AI-Augmented Predictions: LLM Assistants Improve Human Forecasting Accuracy
- URL: http://arxiv.org/abs/2402.07862v2
- Date: Thu, 22 Aug 2024 13:57:30 GMT
- Title: AI-Augmented Predictions: LLM Assistants Improve Human Forecasting Accuracy
- Authors: Philipp Schoenegger, Peter S. Park, Ezra Karger, Sean Trott, Philip E. Tetlock,
- Abstract summary: Large language models (LLMs) match and sometimes exceed human performance in many domains.
This study explores the potential of LLMs to augment human judgement in a forecasting task.
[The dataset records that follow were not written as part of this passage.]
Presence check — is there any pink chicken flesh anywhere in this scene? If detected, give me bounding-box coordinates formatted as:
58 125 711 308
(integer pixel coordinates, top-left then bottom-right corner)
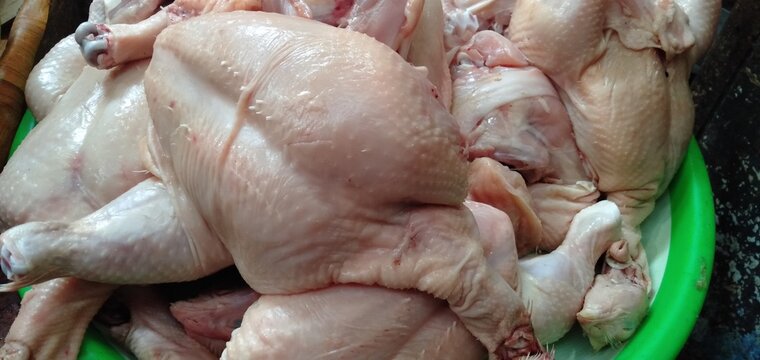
1 12 540 358
508 0 720 348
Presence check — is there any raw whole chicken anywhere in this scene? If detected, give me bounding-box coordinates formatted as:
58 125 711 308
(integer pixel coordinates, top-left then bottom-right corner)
0 1 199 359
75 0 423 69
0 0 719 359
508 0 720 348
172 201 621 359
2 12 540 358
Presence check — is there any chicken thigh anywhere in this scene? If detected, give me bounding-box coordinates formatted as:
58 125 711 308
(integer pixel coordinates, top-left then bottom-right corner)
0 12 540 358
0 0 169 359
509 0 720 348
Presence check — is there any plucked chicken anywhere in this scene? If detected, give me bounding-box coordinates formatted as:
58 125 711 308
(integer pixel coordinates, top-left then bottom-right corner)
2 12 540 357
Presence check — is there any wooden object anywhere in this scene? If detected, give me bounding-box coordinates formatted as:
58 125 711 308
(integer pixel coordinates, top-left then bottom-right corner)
0 0 50 167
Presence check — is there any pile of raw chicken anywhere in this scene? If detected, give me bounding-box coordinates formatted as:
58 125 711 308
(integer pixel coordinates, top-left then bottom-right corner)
0 0 720 359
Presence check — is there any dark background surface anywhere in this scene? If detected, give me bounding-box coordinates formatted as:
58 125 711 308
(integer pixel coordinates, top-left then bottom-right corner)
0 0 760 360
679 0 760 360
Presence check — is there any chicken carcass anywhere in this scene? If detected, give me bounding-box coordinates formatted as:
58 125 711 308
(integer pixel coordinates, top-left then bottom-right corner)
0 0 168 359
509 0 720 348
172 201 621 360
0 62 149 358
0 12 540 357
452 31 598 255
451 31 589 184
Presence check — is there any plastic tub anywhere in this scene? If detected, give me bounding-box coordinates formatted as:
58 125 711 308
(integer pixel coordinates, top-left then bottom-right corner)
11 112 715 360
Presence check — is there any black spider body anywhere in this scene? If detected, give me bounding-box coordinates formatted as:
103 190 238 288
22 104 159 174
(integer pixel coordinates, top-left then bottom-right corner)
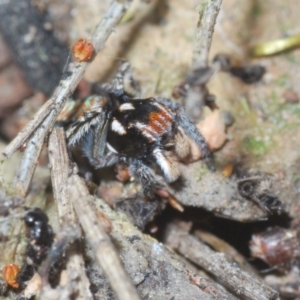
24 208 54 265
107 98 174 161
66 63 213 197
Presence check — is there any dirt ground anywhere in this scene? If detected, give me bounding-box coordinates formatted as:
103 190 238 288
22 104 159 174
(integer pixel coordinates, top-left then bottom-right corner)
0 0 300 300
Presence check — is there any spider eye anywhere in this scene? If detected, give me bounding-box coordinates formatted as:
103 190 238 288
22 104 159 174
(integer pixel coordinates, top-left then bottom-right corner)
238 181 255 197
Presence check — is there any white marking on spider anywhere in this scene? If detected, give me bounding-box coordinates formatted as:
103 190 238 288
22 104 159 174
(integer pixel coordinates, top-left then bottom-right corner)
119 103 135 112
153 102 172 118
153 148 179 182
132 122 157 142
106 143 118 153
111 120 127 135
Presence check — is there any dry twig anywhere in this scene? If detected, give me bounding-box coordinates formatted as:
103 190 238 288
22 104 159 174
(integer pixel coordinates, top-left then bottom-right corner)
184 0 222 121
47 128 93 300
192 0 222 68
3 1 130 195
67 175 140 300
167 224 279 300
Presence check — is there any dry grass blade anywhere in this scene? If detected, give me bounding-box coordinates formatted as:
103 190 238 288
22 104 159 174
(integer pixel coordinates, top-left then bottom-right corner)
167 224 279 300
47 128 93 300
192 0 222 67
67 175 140 300
3 1 126 195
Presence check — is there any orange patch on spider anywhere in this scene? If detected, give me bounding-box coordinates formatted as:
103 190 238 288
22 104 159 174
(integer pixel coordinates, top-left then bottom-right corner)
148 111 172 133
2 264 20 289
72 39 94 62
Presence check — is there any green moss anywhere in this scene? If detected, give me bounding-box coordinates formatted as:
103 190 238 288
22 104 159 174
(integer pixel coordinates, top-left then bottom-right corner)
242 136 270 156
251 1 263 18
196 164 208 181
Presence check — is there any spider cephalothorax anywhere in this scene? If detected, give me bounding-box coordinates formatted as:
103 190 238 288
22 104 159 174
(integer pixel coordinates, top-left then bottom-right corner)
66 62 213 196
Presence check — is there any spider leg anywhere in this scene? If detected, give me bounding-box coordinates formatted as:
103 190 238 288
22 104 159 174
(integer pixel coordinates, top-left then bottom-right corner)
157 98 215 171
66 105 119 169
112 61 140 100
127 158 163 198
152 148 180 182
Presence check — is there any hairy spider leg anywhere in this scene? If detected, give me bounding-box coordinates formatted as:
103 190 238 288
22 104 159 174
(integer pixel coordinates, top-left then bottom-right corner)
125 158 163 198
66 97 118 169
157 98 215 171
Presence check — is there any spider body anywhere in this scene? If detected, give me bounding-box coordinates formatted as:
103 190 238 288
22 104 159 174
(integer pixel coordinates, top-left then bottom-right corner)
107 98 174 161
66 63 213 197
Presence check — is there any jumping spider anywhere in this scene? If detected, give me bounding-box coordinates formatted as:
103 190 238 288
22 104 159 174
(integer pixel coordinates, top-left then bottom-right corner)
66 62 214 198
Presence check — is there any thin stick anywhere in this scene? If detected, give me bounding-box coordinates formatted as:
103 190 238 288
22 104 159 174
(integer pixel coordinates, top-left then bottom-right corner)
46 128 93 300
68 175 140 300
3 1 126 195
192 0 222 68
167 224 279 300
184 0 222 122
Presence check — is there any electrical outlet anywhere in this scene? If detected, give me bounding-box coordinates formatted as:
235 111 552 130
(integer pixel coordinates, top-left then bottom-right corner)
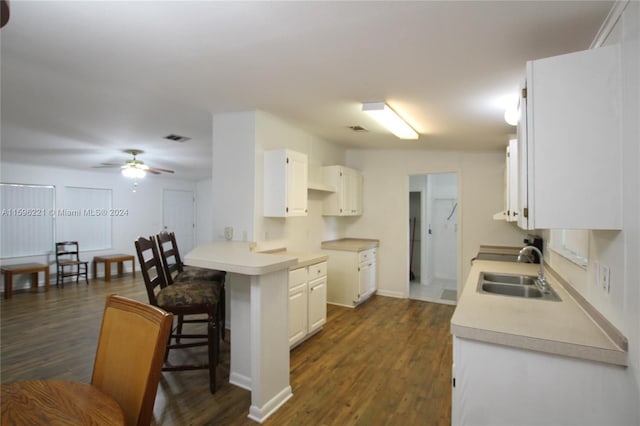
600 265 611 293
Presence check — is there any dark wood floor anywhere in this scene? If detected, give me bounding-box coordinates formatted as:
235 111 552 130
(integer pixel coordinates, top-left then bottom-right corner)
0 276 454 426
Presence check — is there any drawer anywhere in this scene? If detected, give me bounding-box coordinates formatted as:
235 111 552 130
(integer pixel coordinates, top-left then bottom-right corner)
309 262 327 281
289 268 307 288
358 249 376 263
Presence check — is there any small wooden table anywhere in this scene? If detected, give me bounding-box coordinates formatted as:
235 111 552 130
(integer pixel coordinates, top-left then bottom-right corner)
0 380 125 426
0 263 49 299
93 253 136 281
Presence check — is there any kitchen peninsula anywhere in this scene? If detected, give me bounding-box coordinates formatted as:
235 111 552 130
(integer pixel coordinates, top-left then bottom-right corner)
185 241 297 423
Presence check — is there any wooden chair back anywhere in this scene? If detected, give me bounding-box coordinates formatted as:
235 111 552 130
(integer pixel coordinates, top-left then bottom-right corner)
156 232 184 284
91 294 173 426
56 241 80 262
135 237 168 306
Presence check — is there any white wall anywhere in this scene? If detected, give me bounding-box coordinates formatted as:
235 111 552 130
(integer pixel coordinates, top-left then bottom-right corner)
345 150 526 297
0 162 197 288
212 112 257 241
547 1 640 416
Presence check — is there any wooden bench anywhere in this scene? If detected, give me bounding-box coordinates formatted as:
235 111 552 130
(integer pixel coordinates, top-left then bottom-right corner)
0 263 49 299
93 253 136 281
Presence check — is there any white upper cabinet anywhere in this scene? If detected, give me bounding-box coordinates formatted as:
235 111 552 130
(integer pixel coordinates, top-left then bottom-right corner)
263 149 308 217
322 166 363 216
518 45 622 229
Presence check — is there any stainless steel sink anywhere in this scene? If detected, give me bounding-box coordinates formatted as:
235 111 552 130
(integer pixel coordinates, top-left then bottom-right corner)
482 282 543 298
480 272 536 285
477 272 561 302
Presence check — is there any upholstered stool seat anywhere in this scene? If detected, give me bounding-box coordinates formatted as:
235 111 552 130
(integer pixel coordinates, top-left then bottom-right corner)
156 281 220 308
173 266 227 284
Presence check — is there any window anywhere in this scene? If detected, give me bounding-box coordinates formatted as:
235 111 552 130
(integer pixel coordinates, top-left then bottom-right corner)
58 186 113 251
551 229 589 268
0 183 56 259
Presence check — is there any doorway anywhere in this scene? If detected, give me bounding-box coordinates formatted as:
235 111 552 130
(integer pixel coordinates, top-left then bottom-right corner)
162 189 195 256
408 173 458 305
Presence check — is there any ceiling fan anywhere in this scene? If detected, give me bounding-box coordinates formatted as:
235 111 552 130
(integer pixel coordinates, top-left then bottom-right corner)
96 149 174 179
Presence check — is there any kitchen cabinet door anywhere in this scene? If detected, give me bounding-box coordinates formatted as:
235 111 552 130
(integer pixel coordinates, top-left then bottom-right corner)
518 45 622 229
307 275 327 334
289 282 307 347
322 166 363 216
506 139 519 222
263 150 308 217
451 336 635 426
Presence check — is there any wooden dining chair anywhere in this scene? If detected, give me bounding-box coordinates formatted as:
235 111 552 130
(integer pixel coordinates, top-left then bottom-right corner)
156 232 227 340
56 241 89 287
135 237 220 393
91 294 173 426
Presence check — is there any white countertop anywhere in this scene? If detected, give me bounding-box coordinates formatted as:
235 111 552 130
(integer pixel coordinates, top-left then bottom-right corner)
261 248 329 269
451 260 627 365
184 241 297 275
321 238 380 251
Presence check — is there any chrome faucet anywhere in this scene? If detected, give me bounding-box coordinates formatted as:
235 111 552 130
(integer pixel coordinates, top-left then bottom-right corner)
518 246 549 292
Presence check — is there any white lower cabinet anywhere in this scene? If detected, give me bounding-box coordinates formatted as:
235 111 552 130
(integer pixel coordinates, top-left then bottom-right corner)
451 336 637 426
289 262 327 347
327 248 377 308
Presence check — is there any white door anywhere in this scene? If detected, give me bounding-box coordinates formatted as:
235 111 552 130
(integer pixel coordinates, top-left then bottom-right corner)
432 199 458 281
162 189 196 253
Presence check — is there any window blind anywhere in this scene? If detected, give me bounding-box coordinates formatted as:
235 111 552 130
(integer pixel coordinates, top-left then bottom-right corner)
0 183 56 259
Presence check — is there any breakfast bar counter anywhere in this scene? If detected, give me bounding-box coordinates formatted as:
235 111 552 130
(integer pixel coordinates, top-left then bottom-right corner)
184 241 297 423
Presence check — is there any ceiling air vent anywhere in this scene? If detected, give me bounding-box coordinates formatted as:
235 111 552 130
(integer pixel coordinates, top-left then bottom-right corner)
164 133 191 143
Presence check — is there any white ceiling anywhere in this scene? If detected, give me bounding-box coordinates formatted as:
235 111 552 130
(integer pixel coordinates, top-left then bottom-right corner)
0 0 613 179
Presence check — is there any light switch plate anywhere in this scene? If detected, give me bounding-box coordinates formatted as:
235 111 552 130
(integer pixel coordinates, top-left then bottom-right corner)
600 265 611 293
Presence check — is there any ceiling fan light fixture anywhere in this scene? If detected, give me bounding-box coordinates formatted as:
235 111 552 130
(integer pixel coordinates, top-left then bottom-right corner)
122 166 147 179
362 102 418 139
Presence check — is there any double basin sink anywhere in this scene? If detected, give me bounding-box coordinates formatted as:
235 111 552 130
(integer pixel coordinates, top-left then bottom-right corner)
477 272 561 302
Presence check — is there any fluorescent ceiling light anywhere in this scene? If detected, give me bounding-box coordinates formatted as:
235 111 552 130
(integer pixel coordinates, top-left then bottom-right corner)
122 165 148 179
362 102 418 139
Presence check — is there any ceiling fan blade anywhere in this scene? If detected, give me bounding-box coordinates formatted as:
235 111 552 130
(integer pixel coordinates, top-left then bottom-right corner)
147 167 175 174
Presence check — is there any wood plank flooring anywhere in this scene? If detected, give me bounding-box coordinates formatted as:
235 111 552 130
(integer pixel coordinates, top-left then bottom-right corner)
0 276 454 426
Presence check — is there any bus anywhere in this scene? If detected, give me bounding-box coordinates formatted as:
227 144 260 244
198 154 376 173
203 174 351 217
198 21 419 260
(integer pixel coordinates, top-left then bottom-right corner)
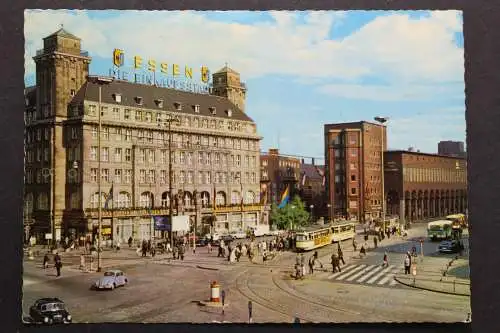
427 220 453 241
295 221 356 251
331 221 356 243
446 214 467 229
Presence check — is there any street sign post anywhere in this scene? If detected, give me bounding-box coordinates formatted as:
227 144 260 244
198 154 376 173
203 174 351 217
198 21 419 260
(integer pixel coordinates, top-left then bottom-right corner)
248 301 252 324
220 290 226 314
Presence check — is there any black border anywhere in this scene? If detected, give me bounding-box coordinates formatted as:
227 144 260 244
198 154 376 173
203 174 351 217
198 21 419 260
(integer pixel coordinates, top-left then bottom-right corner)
0 0 500 333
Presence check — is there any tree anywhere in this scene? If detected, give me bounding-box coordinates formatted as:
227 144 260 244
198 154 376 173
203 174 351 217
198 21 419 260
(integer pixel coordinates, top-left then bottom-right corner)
271 196 309 230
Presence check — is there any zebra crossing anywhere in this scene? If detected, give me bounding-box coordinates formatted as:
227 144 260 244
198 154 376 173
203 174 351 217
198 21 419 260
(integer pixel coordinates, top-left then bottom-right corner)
315 264 401 287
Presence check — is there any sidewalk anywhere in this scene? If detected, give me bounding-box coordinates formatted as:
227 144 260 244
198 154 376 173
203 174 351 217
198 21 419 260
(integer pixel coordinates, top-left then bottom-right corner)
394 257 470 296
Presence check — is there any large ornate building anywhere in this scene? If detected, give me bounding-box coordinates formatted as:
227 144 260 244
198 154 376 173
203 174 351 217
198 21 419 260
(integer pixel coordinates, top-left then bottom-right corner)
384 150 467 222
25 29 267 241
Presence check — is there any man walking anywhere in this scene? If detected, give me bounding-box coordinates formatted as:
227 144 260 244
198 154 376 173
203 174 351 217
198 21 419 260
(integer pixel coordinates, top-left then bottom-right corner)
54 252 62 277
337 243 345 269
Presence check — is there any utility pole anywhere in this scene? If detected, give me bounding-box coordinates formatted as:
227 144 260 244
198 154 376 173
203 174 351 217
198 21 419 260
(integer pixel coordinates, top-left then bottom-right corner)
91 76 113 272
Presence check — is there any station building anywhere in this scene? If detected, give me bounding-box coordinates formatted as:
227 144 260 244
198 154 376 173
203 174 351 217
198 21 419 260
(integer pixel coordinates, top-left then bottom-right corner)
24 28 268 242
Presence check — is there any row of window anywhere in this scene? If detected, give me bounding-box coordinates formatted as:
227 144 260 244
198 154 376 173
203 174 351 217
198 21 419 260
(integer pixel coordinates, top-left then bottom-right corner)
25 191 260 212
90 168 259 184
403 168 467 183
89 146 257 168
85 104 256 133
85 125 259 150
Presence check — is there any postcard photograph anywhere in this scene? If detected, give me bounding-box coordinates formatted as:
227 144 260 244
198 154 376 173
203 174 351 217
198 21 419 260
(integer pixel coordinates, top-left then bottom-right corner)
22 9 472 325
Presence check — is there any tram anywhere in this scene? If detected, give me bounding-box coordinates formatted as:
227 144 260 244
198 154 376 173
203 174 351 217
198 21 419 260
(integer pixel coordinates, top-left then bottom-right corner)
295 221 356 252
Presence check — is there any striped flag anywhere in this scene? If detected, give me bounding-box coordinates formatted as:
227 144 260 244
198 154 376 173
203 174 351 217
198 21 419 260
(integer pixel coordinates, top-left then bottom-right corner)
104 184 114 209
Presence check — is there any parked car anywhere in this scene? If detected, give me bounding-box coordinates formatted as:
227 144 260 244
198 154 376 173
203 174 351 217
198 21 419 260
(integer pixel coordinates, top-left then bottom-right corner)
229 231 247 239
93 269 128 290
29 298 71 325
438 240 460 253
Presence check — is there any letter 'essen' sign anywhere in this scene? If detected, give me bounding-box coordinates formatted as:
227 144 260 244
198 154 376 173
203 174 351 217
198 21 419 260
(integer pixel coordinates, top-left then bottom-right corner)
109 49 211 94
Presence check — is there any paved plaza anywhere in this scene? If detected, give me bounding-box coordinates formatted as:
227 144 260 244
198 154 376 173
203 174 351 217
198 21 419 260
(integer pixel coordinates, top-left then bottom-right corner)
23 225 470 323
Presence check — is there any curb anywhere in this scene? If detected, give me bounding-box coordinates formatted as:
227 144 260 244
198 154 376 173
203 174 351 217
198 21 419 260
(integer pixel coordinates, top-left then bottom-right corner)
394 277 471 297
196 265 219 271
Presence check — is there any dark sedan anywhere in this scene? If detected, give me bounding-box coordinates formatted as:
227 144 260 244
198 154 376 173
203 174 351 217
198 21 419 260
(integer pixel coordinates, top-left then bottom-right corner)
30 298 72 325
438 240 460 253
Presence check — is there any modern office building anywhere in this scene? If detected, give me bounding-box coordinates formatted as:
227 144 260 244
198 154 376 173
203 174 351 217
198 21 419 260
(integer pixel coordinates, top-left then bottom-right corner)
25 29 268 242
324 121 387 221
384 150 467 222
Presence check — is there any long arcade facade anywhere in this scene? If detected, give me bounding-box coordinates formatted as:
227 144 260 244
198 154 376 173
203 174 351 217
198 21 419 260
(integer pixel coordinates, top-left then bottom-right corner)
384 150 467 222
25 29 268 242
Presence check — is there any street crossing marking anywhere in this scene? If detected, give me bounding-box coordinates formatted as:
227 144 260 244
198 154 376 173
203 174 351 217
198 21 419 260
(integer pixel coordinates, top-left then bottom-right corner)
357 266 384 282
320 264 399 286
328 265 356 280
336 265 366 281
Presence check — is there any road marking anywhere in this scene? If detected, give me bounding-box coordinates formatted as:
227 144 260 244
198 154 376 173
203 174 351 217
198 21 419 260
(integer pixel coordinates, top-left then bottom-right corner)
356 266 384 282
337 265 366 281
328 265 357 280
346 266 376 281
366 266 393 284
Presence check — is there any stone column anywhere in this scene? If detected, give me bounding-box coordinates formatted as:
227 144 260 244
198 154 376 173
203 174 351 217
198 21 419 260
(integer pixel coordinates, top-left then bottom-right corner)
399 197 406 225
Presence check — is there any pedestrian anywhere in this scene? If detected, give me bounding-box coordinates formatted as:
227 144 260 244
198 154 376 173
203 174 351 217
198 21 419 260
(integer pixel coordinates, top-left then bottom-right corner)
404 255 411 275
382 252 389 267
54 252 62 277
309 255 315 275
43 253 50 269
337 243 345 267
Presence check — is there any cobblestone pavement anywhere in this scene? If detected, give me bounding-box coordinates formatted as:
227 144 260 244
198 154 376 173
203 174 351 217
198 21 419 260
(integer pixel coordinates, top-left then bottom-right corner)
23 224 470 323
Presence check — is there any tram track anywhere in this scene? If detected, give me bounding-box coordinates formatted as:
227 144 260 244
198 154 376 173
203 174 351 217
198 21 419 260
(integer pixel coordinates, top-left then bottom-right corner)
236 271 368 323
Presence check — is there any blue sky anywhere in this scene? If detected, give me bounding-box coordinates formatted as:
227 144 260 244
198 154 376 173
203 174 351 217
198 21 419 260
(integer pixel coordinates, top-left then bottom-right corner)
25 10 465 164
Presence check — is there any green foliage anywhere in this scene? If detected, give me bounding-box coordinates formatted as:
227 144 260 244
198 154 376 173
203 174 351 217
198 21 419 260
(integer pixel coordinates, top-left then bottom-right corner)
270 196 309 230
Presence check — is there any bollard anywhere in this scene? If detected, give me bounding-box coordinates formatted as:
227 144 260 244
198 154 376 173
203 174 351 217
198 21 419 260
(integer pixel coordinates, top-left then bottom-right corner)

- Score: 3.7865171120254355
- License: http://arxiv.org/licenses/nonexclusive-distrib/1.0/
- Abstract: Large language models (LLMs) match and sometimes exceeding human performance in many domains. This study explores the potential of LLMs to augment human judgement in a forecasting task. We evaluate the effect on human forecasters of two LLM assistants: one designed to provide high-quality ("superforecasting") advice, and the other designed to be overconfident and base-rate neglecting, thus providing noisy forecasting advice. We compare participants using these assistants to a control group that received a less advanced model that did not provide numerical predictions or engaged in explicit discussion of predictions. Participants (N = 991) answered a set of six forecasting questions and had the option to consult their assigned LLM assistant throughout. Our preregistered analyses show that interacting with each of our frontier LLM assistants significantly enhances prediction accuracy by between 24 percent and 28 percent compared to the control group. Exploratory analyses showed a pronounced outlier effect in one forecasting item, without which we find that the superforecasting assistant increased accuracy by 41 percent, compared with 29 percent for the noisy assistant. We further examine whether LLM forecasting augmentation disproportionately benefits less skilled forecasters, degrades the wisdom-of-the-crowd by reducing prediction diversity, or varies in effectiveness with question difficulty. Our data do not consistently support these hypotheses. Our results suggest that access to a frontier LLM assistant, even a noisy one, can be a helpful decision aid in cognitively demanding tasks compared to a less powerful model that does not provide specific forecasting advice. However, the effects of outliers suggest that further research into the robustness of this pattern is needed.